I'm open to using things like vlc, gstreamer or any other general compression libraries I don't know about.
thanks!
EDIT:
The robot has a 1GHz processor, running a desktop like version of linux, but no X11.
Gstreamer solves nearly all of this for you, with very little effort, and also integrates nicely with the Glib event system. GStreamer includes V4L source plugins, gtk+ output widgets, various filters to resize / encode / decode the video, and best of all, network sink and sources to move the data between machines.
For prototype, you can use the 'gst-launch' tool to assemble video pipelines and test them, then it's fairly simply to create pipelines programatically in your code. Search for 'GStreamer network streaming' to see examples of people doing this with webcams and the like.
I'm not sure about the actual technologies used, but this can end up being a huge synchronization ***** if you want to avoid dropped frames. I was streaming a video to a file and network at the same time. What I eventually ended up doing was using a big circular buffer with three pointers: one write and two read. There were three control threads (and some additional encoding threads): one writing to the buffer which would pause if it reached a point in the buffer not read by both of the others, and two reader threads that would read from the buffer and write to the file/network (and pause if they got ahead of the producer). Since everything was written and read as frames, sync overhead could be kept to a minimum.
My producer was a transcoder (from another file source), but in your case, you may want the camera to produce whole frames in whatever format it normally does and only do the transcoding (with something like ffmpeg) for the server, while the robot processes the image.
Your problem is a bit more complex, though, since the robot needs real-time feedback so can't pause and wait for the streaming server to catch up.
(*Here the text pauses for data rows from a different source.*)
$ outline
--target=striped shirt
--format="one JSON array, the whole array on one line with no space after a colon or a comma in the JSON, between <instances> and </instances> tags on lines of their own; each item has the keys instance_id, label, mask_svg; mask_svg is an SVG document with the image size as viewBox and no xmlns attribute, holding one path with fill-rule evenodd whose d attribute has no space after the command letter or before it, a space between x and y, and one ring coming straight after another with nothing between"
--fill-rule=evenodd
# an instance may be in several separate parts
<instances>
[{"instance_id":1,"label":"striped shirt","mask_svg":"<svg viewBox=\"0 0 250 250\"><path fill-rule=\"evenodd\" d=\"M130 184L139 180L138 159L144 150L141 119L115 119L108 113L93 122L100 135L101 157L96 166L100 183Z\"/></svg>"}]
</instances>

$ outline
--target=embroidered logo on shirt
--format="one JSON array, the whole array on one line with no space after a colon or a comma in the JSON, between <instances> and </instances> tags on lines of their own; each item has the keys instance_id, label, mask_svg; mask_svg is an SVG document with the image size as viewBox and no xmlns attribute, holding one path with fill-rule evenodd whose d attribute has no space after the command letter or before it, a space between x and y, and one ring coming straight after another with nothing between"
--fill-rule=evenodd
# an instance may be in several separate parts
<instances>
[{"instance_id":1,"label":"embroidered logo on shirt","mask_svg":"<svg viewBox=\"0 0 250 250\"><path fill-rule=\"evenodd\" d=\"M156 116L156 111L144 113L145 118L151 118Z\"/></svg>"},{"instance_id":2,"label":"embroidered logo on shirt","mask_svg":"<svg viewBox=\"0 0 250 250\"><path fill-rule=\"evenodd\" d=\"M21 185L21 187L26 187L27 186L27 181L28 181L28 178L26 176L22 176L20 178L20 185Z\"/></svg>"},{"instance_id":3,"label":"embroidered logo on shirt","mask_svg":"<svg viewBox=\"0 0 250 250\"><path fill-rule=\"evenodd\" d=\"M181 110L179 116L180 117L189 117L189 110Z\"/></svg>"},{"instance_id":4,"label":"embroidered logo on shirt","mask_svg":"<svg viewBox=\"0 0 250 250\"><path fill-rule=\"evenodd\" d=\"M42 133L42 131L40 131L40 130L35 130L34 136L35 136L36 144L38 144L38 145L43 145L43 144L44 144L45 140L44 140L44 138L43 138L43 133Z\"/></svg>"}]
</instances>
So you might want to get frames to the control system as fast as possible and buffer some up in a circular buffer separately for streaming to the "control panel". Certain codecs handle dropped frames better than others, so if the network gets behind you can start overwriting frames at the end of the buffer (taking care they're not being read).
When you say 'a new video port' and then start talking about vlc/gstreaming i'm finding it hard to work out what you want. Obviously these software packages will assist in streaming and compressing via a number of protocols but clearly you'll need a 'network port' not a 'video port' to send the stream.
If what you really mean is sending display output via wireless video/tv feed that's another matter, however you'll need advice from hardware experts rather than software experts on that.
Moving on. I've done plenty of streaming over MMS/UDP protocols and vlc handles it very well (as server and client). However it's designed for desktops and may not be as lightweight as you want. Something like gstreamer, mencoder or ffmpeg on the over hand is going to be better I think. What kind of CPU does the robot have? You'll need a bit of grunt if you're planning real-time compression.
On the client side I think you'll find a number of widgets to handle video in GTK. I would look into that before worrying about interface details.